Kekerasan Seksual Ringan, berupa pelecehan seksual secara verbal seperti komentar
verbal, gurauan porno, siulan, ejekan dan julukan dan atau secara non verbal, seperti
ekspresi wajah, gerakan tubuh atau pun perbuatan lainnya yang meminta perhatian
seksual yang tidak dikehendaki korban bersifat melecehkan dan atau menghina
korban. Melakukan repitisi kekerasan seksual ringan dapat dimasukkan ke dalam jenis
kekerasan seksual berat.
4. Kekerasan ekonomi
Setiap orang dilarang menelantarkan orang dalam lingkup rumah tangganya, padahal
menurut hukum yang berlaku baginya atau karena persetujuan atau perjanjian ia wajib
memberikan kehidupan, perawatan atau pemeliharaan kepada orang tersebut. Contoh
dari kekerasan jenis ini adalah tidak memberi nafkah istri, bahkan menghabiskan uang
istri.
Kekerasan Ekonomi Berat, yakni tindakan eksploitasi, manipulasi dan pengendalian
lewat sarana ekonomi berupa:
 Memaksa korban bekerja dengan cara eksploitatif termasuk pelacuran.
 Melarang korban bekerja tetapi menelantarkannya.
 Mengambil tanpa sepengetahuan dan tanpa persetujuan korban, merampas dan atau
memanipulasi harta benda korban.
Kekerasan Ekonomi Ringan, berupa melakukan upaya-upaya sengaja yang menjadikan
korban tergantung atau tidak berdaya secara ekonomi atau tidak terpenuhi kebutuhan
dasarnya.

C. Faktor-faktor penyebab Kekerasan dalam Rumah Tangga


Strauss A. Murray mengidentifikasi hal dominasi pria dalam konteks struktur masyarakat
dan keluarga, yang memungkinkan terjadinya kekerasan dalam rumah tangga (marital
violence) sebagai berikut:
1. Pembelaan atas kekuasaan laki-laki
Laki-laki dianggap sebagai superioritas sumber daya dibandingkan dengan wanita,
sehingga mampu mengatur dan mengendalikan wanita.
2. Diskriminasi dan pembatasan dibidang ekonomi
Diskriminasi dan pembatasan kesempatan bagi wanita untuk bekerja mengakibatkan
wanita (istri) ketergantungan terhadap suami, dan ketika suami kehilangan pekerjaan
maka istri mengalami tindakan kekerasan.
3. Beban pengasuhan anak
Istri yang tidak bekerja, menjadikannya menanggung beban sebagai pengasuh anak.
Ketika terjadi hal yang tidak diharapkan terhadap anak, maka suami akan menyalah-kan
istri sehingga tejadi kekerasan dalam rumah tangga.
4. Wanita sebagai anak-anak
Konsep wanita sebagai hak milik bagi laki-laki menurut hukum, mengakibatkan kele-
luasaan laki-laki untuk mengatur dan mengendalikan segala hak dan kewajiban wanita.
Laki-laki merasa punya hak untuk melakukan kekerasan sebagai seorang bapak
melakukan kekerasan terhadap anaknya agar menjadi tertib.
5. Orientasi peradilan pidana pada laki-laki
Posisi wanita sebagai istri di dalam rumah tangga yang mengalami kekerasan oleh
suaminya, diterima sebagai pelanggaran hukum, sehingga penyelesaian kasusnya sering
ditunda atau ditutup.

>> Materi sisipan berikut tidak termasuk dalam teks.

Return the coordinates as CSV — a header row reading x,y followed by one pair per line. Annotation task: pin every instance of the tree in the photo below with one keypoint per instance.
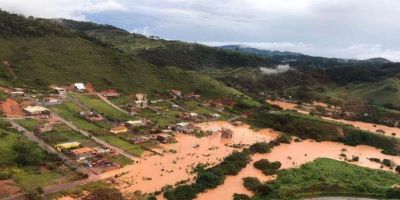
x,y
26,153
105,194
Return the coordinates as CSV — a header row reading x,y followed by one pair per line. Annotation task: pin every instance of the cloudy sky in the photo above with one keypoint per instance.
x,y
334,28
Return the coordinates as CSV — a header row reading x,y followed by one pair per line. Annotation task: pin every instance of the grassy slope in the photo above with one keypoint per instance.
x,y
387,90
329,177
28,176
40,61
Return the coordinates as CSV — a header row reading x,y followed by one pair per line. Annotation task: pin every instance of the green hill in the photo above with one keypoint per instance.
x,y
167,53
383,93
39,52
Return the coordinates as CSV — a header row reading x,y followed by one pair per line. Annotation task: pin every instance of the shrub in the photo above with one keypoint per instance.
x,y
182,192
260,147
397,168
105,194
241,197
393,193
387,162
251,183
267,167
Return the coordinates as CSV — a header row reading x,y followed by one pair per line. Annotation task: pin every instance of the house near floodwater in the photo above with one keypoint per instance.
x,y
59,90
67,145
80,87
110,93
135,123
91,116
43,128
164,138
192,95
176,94
221,102
141,101
139,139
82,153
36,111
119,129
226,133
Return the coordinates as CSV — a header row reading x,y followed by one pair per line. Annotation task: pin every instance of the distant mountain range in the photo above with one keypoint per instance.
x,y
301,59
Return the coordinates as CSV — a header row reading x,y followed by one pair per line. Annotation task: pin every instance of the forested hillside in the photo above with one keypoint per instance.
x,y
39,52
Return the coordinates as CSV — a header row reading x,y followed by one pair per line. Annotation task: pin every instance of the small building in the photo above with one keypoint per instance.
x,y
79,87
67,145
141,100
59,90
222,102
50,100
237,123
192,95
43,128
226,133
36,110
139,139
110,93
101,150
82,153
91,116
164,138
134,123
175,94
215,116
17,93
119,129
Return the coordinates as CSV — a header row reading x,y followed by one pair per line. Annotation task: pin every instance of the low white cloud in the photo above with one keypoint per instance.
x,y
71,9
278,69
145,30
357,51
335,28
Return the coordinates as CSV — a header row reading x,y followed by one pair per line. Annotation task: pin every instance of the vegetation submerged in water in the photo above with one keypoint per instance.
x,y
309,127
211,177
326,176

Alasan yang lazim dikemukakan oleh penegak hukum yaitu
adanya legitimasi hukum bagi suami melakukan kekerasan sepanjang bertindak dalam
konteks harmoni keluarga.

D. Cara Penanggulangan Kekerasan dalam Rumah Tangga


Untuk menghindari terjadinya Kekerasan dalam Rumah Tangga, diperlukan cara-cara
penanggulangan Kekerasan dalam Rumah Tangga, antara lain:
1) Perlunya keimanan yang kuat dan akhlaq yang baik dan berpegang teguh pada agama
sehingga dapat menyelesaikan permasalahan dengan kesabaran.
2) Harus tercipta kerukunan dan kedamaian di dalam sebuah keluarga, serta dapat saling
mengahargai setiap pendapat yang ada.
3) Harus adanya komunikasi yang baik antara suami dan istri, agar tercipta sebuah rumah
tangga yang rukun dan harmonis.
4) Butuh rasa saling percaya, pengertian, saling menghargai dan sebagainya antar anggota
keluarga. Sehingga rumah tangga dilandasi dengan rasa saling percaya. Jika sudah ada
rasa saling percaya, maka mudah bagi kita untuk melakukan aktivitas. Jika tidak ada rasa
kepercayaan maka yang timbul adalah sifat cemburu yang kadang berlebih dan rasa
curiga yang kadang juga berlebih-lebihan.
5) Seorang istri harus mampu mengkoordinir berapapun keuangan yang ada dalam keluarga,
sehingga seorang istri dapat mengatasi apabila terjadi pendapatan yang minim, sehingga
kekurangan ekonomi dalam keluarga dapat diatasi dengan baik.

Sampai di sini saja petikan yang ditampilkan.